Libertà ed emancipazione nei festival

Ogni anno i festival nel mondo radunano migliaia di persone che si assiepano per vedere dal vivo i loro artisti preferiti, per guardare in anteprima i migliori film, per assaporare le specialità delle cucine tradizionali e non, per vedere dal vivo evoluzioni tecnologiche come quelle delle protesi glutei e seno. Questi sono tutti eventi di aggregazione che diventano vere e proprie occasioni per scoprire novità e vivere altre culture ecc.

La moda dei festival è iniziata nel XX secolo e non sembra in declino, se per esempio consideriamo anche le fiere dedicate alla chirurgia plastica e alle già citate protesi ai glutei di ultima generazione. È nella natura di questo tipo di eventi riuscire a catturare l’interesse e la curiosità delle persone, desiderose non soltanto di vivere esperienze nuove ma anche di condividerle con altri appassionati.

Dalle origini dei festival a oggi

Uno dei motivi principali che hanno permesso ai festival di nascere e affermarsi a livello globale, è il miglioramento delle condizioni di vita di cui abbiamo goduto nella seconda metà del 900: conclusa la guerra, non solo è aumentato il benessere economico, ma anche il piacere di vivere e di sperare in un futuro sempre più prospero.

Negli anni ’60, durante l’esplosione dei movimenti studenteschi e delle manifestazioni pacifiste, uno dei temi al centro dell’attenzione politica e sociale è stato quello dell’emancipazione femminile: così si spiega anche lo sviluppo delle moderne tecnologie nel campo dei ritocchi estetici, come le protesi glutei ma anche quelle al seno.
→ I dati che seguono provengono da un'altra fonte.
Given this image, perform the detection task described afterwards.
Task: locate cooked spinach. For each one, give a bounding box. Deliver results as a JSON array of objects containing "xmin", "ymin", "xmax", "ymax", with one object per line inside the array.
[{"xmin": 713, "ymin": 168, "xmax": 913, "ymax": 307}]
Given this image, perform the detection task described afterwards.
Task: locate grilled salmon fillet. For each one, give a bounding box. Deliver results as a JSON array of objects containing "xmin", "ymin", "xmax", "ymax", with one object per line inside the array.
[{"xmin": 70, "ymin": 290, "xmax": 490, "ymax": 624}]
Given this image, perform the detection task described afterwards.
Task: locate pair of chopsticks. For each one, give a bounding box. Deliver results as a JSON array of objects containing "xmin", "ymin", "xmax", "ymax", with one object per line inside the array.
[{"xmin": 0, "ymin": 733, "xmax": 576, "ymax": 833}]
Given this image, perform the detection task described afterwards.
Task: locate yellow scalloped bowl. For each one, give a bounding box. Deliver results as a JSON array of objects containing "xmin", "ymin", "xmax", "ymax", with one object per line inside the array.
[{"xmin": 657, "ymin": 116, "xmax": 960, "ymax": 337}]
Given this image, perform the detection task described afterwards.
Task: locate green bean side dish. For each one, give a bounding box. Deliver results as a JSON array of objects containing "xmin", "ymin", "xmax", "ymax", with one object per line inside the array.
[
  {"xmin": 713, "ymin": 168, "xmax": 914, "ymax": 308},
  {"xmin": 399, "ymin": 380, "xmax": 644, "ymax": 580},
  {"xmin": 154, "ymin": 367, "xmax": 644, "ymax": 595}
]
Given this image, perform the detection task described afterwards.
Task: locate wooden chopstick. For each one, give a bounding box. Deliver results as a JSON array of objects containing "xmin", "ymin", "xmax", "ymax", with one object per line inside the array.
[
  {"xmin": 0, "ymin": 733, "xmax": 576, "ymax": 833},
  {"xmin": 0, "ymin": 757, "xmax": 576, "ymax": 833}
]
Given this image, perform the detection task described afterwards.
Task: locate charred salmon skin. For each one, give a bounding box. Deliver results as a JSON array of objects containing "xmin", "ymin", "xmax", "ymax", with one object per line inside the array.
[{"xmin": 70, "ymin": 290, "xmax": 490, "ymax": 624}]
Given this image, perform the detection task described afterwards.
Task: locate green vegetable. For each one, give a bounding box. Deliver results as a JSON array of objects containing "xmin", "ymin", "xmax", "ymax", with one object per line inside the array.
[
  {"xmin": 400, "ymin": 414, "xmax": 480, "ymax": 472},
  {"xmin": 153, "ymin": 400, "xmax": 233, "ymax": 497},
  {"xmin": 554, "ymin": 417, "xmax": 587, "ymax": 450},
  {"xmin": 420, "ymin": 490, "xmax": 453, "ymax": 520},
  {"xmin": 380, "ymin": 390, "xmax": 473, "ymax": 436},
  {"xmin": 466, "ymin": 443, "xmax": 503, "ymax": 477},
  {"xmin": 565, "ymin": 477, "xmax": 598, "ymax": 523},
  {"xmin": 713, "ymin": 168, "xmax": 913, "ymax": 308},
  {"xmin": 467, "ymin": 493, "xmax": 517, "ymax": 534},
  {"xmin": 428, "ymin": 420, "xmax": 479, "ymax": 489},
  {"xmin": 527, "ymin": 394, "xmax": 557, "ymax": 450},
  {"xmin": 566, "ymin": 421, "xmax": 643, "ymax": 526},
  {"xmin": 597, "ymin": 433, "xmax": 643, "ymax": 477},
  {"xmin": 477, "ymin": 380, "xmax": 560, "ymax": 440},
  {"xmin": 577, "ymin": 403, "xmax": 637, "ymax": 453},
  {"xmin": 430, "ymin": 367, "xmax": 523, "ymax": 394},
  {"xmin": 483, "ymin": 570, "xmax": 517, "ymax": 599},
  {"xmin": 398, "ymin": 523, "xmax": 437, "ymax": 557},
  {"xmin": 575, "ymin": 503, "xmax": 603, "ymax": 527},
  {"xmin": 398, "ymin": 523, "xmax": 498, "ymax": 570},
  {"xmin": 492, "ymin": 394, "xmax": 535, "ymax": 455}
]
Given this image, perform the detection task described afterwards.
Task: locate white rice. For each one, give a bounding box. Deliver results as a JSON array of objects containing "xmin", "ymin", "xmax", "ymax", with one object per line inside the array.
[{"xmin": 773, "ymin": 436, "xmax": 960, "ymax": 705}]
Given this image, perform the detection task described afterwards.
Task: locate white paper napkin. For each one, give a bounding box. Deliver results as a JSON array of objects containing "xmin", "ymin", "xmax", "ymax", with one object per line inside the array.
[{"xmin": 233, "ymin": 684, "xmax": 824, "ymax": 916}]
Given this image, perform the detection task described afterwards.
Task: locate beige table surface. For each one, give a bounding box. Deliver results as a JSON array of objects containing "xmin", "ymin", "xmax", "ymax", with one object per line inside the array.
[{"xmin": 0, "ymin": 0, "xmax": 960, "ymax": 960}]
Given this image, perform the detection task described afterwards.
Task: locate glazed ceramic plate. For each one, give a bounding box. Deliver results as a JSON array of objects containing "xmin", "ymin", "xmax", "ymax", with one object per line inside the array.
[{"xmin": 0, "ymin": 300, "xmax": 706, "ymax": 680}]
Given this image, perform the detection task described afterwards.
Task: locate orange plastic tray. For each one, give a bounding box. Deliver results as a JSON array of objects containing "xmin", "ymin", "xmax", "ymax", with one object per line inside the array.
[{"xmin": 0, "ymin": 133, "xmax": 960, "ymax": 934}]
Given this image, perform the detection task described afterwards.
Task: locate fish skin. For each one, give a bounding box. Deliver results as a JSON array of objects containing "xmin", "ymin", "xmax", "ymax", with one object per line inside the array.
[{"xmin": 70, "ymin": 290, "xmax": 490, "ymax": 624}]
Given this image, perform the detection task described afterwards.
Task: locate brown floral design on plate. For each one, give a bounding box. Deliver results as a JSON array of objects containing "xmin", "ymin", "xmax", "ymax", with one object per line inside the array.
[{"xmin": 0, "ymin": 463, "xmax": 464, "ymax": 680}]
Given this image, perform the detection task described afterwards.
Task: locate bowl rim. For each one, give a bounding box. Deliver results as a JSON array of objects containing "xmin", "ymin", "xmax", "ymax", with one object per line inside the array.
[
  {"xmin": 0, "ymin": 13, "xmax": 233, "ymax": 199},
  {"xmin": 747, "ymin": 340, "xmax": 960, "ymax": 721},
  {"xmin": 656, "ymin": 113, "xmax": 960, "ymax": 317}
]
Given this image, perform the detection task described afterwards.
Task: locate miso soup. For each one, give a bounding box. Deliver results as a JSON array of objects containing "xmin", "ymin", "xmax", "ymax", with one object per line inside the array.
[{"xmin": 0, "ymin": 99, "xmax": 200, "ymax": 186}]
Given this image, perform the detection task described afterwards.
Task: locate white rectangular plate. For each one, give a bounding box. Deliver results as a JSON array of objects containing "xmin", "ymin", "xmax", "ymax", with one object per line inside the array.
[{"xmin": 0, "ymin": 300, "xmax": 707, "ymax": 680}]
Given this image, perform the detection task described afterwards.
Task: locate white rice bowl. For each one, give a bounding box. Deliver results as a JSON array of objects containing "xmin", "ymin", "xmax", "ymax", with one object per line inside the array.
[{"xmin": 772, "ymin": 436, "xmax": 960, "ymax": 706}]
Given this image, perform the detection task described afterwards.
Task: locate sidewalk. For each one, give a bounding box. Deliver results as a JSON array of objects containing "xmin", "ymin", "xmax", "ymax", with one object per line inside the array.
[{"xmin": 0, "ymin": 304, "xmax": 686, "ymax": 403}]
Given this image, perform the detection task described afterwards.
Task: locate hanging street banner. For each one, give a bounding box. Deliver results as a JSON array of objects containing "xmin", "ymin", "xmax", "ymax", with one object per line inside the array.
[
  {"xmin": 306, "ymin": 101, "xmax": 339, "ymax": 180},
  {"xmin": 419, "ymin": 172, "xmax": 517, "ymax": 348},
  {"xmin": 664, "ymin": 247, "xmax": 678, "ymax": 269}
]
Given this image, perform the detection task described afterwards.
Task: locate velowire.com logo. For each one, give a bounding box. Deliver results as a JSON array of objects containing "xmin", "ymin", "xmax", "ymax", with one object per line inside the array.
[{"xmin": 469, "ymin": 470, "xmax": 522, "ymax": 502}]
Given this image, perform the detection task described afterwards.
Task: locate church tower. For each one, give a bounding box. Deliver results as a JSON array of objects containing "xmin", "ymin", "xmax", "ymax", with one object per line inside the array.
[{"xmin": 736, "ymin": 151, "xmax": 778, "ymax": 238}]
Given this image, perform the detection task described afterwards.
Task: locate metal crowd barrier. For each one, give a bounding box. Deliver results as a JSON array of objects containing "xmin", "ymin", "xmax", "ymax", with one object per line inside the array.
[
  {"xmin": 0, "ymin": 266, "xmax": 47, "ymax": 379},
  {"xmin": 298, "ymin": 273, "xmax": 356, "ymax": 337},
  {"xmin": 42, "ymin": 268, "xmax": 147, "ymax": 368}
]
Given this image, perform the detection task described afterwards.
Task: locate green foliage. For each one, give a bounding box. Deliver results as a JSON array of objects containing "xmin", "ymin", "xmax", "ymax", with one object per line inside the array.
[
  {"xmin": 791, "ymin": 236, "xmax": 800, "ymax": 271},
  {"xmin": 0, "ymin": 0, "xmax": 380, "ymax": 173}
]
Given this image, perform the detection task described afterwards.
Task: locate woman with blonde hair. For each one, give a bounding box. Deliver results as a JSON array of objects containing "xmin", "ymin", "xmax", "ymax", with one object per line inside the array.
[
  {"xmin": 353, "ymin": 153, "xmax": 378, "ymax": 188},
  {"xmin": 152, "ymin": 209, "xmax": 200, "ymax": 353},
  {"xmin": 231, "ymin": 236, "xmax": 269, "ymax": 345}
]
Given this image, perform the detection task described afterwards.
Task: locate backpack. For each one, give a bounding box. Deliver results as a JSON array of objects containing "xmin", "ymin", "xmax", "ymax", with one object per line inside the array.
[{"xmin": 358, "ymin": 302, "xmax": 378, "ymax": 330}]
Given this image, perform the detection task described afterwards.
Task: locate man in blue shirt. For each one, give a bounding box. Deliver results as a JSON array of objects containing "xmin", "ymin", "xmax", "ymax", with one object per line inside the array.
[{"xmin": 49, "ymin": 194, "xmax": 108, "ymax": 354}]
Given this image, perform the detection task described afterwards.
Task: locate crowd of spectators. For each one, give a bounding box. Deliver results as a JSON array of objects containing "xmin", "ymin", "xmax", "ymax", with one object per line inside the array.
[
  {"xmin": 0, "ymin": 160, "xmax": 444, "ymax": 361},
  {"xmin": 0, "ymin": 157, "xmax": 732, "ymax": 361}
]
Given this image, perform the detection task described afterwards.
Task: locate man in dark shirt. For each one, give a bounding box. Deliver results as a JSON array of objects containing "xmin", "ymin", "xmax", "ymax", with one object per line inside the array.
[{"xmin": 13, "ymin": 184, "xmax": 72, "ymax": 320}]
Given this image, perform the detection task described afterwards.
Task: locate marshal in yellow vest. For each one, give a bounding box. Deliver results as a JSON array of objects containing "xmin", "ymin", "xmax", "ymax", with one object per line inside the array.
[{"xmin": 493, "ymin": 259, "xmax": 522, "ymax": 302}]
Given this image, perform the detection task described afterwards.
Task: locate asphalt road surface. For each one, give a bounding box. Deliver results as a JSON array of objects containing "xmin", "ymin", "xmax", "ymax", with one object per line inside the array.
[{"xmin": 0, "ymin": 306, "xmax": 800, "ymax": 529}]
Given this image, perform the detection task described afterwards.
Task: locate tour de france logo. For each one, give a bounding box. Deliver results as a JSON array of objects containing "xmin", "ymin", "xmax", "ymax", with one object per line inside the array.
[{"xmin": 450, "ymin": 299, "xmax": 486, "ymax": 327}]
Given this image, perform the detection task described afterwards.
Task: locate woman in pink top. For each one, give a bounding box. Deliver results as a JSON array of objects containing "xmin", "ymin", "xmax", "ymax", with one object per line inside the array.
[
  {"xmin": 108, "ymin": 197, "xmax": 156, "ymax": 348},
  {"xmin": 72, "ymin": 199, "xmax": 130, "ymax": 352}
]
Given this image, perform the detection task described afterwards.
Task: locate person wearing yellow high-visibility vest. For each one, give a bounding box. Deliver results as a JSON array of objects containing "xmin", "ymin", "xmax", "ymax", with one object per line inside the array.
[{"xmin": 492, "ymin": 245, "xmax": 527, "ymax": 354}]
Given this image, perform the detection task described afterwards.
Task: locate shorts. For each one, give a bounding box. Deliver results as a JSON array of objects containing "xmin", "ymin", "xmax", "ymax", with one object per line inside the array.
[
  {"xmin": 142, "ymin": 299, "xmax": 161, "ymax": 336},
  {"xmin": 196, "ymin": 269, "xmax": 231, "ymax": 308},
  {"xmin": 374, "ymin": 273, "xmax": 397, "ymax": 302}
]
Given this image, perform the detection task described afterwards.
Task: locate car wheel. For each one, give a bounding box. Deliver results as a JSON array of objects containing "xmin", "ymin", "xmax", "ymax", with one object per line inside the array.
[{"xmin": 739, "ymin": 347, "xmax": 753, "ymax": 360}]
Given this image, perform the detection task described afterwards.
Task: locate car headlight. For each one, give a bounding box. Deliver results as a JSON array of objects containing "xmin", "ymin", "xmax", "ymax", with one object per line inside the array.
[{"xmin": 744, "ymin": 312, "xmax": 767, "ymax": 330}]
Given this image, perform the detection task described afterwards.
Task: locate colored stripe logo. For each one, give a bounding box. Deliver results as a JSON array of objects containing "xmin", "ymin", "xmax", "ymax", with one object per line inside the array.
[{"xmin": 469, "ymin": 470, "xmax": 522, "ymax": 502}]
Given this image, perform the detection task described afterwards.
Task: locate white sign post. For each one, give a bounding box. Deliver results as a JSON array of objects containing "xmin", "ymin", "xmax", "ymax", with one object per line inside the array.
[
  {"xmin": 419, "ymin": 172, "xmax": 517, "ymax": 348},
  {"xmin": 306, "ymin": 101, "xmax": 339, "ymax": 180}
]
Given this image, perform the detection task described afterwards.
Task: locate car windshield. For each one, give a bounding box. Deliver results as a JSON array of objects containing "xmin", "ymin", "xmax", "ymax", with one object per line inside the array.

In ambito artistico, la fioritura principale è avvenuta nel campo della musica, e in particolare di quella rock: se il primo vero festival musicale è quello jazz di Newport, a partire dalla prima edizione di Monterey il rock’n’roll è diventato protagonista assoluto di questi eventi. Il più celebre e conosciuto è il festival di Woodstock, tenutosi negli Stati Uniti nel 1969. In quei giorni milioni di giovani americani (e non) si sono riuniti non solo per la musica, ma anche per urlare i loro bisogni, far ascoltare le proprie istanze così da liberarsi dal peso oppressivo della generazione precedente.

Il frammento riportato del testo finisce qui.